Old Documentation:

- [`import`](https://docs.python.org/3/reference/simple_stmts.html#the-import-statement)
- [`len`](https://docs.python.org/3/library/functions.html#len)
- [`numpy`](https://numpy.org/doc/1.19/user/whatisnumpy.html)
- [`numpy.array`](https://numpy.org/doc/stable/reference/generated/numpy.array.html)
- [numpy indexing](https://numpy.org/doc/stable/reference/arrays.indexing.html)
- [`torch`](https://pytorch.org/docs/stable/index.html)
- [`torch.Tensor`](https://pytorch.org/docs/stable/tensors.html#torch.Tensor)
- [`torch.utils.data`](https://pytorch.org/docs/stable/data.html#torch.utils.data)
- [`torch.utils.data.Dataset`](https://pytorch.org/docs/stable/data.html#torch.utils.data.Dataset)

Import the numpy and pytorch (torch) modules.

In [1]:
import numpy as np
import torch

Create the sample dataset to be used in this notebook.

In [2]:
X = np.array([ np.array([[ 2,  3,  4],
                         [ 4,  6,  8],
                         [ 6,  9, 12],
                         [ 8, 12, 16]]),
               np.array([[10, 15, 20],
                         [12, 18, 24]]) ], dtype=object)

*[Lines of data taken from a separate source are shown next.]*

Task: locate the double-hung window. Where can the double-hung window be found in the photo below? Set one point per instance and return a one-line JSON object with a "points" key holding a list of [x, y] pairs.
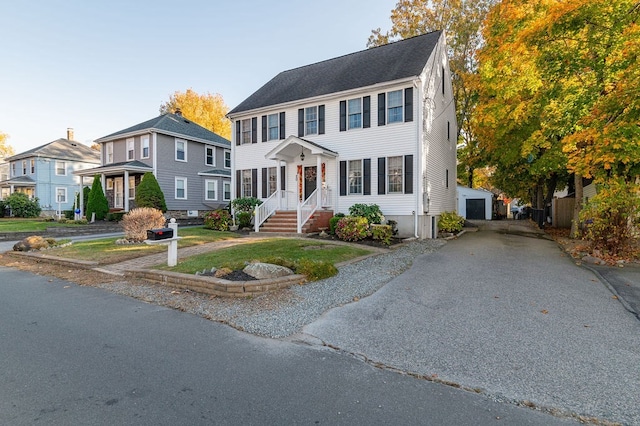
{"points": [[354, 113], [273, 127], [355, 177], [130, 149], [181, 150], [61, 168], [209, 155], [311, 120], [394, 107], [211, 190], [181, 188], [394, 174], [145, 146]]}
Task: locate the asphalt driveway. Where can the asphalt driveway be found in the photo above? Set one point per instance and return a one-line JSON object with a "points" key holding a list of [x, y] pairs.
{"points": [[507, 315]]}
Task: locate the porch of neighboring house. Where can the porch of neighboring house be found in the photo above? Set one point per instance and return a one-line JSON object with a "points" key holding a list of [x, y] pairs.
{"points": [[308, 207]]}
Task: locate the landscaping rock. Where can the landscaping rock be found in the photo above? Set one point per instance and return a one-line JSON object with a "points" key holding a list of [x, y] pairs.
{"points": [[34, 242], [266, 270]]}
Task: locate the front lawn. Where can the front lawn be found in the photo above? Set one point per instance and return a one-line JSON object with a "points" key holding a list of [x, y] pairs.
{"points": [[287, 249]]}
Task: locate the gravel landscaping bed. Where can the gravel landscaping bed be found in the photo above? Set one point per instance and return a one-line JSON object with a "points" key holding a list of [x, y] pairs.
{"points": [[285, 312]]}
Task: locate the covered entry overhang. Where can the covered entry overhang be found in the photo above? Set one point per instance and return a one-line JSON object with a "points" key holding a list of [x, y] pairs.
{"points": [[124, 169]]}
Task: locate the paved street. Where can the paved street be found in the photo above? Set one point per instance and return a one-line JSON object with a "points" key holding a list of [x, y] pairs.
{"points": [[79, 355], [508, 314]]}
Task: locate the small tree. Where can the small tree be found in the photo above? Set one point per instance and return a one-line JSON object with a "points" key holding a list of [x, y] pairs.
{"points": [[97, 202], [149, 194]]}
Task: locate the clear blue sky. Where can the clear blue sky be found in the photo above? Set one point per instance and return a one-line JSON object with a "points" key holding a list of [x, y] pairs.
{"points": [[102, 66]]}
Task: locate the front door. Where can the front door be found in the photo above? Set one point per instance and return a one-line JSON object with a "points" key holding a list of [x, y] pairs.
{"points": [[310, 177], [118, 193]]}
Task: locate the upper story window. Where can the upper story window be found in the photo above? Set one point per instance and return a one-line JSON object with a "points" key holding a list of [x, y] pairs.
{"points": [[394, 107], [311, 121], [61, 168], [130, 149], [144, 141], [181, 150], [109, 152], [246, 131], [273, 125], [227, 159], [354, 113], [209, 155]]}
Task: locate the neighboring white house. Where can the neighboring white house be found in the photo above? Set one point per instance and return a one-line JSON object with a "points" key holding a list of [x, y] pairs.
{"points": [[375, 127], [475, 204]]}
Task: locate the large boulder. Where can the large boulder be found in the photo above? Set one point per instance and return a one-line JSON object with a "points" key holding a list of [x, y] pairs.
{"points": [[34, 242], [263, 271]]}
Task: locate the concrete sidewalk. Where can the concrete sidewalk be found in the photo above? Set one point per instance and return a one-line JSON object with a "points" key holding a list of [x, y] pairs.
{"points": [[506, 315]]}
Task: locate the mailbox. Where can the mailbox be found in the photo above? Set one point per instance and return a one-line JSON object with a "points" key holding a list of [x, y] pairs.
{"points": [[159, 234]]}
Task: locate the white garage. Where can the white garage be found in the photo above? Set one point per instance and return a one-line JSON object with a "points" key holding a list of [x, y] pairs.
{"points": [[474, 204]]}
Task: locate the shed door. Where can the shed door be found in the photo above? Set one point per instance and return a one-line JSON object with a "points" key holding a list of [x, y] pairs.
{"points": [[476, 209]]}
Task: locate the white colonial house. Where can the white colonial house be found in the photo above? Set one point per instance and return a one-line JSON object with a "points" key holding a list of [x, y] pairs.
{"points": [[374, 127]]}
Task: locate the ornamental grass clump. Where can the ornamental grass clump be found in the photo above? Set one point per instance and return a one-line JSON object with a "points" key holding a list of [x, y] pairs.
{"points": [[353, 228], [218, 220], [138, 221]]}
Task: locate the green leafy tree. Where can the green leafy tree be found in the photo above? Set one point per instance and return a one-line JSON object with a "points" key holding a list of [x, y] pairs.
{"points": [[149, 194], [97, 202]]}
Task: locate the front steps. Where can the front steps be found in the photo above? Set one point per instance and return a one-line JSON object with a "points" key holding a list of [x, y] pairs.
{"points": [[284, 221]]}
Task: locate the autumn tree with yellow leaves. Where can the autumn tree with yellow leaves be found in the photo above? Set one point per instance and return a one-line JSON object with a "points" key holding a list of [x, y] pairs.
{"points": [[207, 110]]}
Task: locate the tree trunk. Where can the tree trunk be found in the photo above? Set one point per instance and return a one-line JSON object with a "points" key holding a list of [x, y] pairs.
{"points": [[577, 208]]}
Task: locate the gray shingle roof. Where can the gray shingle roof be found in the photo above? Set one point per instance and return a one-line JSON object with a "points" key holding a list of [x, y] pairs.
{"points": [[173, 124], [393, 61], [61, 149]]}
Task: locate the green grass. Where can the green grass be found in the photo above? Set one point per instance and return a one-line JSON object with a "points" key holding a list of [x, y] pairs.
{"points": [[106, 251], [29, 225], [288, 249]]}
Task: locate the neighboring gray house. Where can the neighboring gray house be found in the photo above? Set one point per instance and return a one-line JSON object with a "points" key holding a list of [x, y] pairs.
{"points": [[48, 172], [192, 165]]}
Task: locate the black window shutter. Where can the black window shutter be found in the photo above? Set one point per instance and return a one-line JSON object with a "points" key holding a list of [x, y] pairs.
{"points": [[366, 176], [254, 183], [408, 104], [264, 182], [382, 105], [366, 112], [343, 178], [408, 174], [301, 122], [343, 116], [238, 184], [321, 120], [254, 130], [382, 164], [282, 129]]}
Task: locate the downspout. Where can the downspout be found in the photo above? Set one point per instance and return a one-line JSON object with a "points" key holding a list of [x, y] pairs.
{"points": [[418, 158]]}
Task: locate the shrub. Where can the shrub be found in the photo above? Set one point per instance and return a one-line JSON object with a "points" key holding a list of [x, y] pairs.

**Step 1:** Code to be executed once at the beginning for initialization

In [3]:
def init_(X):
    
    # Create a global variable of X to be accessed in other functions.
    global global_X
    global_X = X
    
    # Create a global variable to store the list of all (sample, row) index pairs.
    global global_index_map
    global_index_map = []
    
    # Use two for loops to create a list of all (sample, row) index pairs.
    for i, x in enumerate(X):
        for j, _ in enumerate(x):
            index_pair = (i, j)
            global_index_map.append(index_pair)
    
    # Create a global variable of the length of the list of pairs to be accessed in other functions
    global global_length
    global_length = len(global_index_map)
    
    return None

**Step 2:** Code to return the number of items as length

In [4]:
def len_():

    # Return the global variable of the length of the list of (sample, row) pairs
    return global_length

**Step 3:** Code to return the x item at sample i, row j

In [5]:
def getitem_(index):
    
    # Get the sample index i and row index j that corresponds to the pair index
    i, j = global_index_map[index]
    
    # Index the global variable X using the sample index i and row index j
    x_item = global_X[i][j, :]
    
    return x_item

**Step 4:** Code to return the collated list of items

In [6]:
def collate_fn_(batch):
    
    # Index the global variable X at input index i    
    batch = torch.as_tensor(batch)
    
    return batch

Example of how to use init, len, getitem, and collate as functions. Here, we create a batch of size 4.

In [7]:
# Initialize the dataset X
init_(X)

# Get the size of the dataset X
dataset_size = len_()

# Create a random sample of 4 indecies from the dataset X
sample_size = 4
sample_indices = np.random.choice(dataset_size, sample_size, replace=False)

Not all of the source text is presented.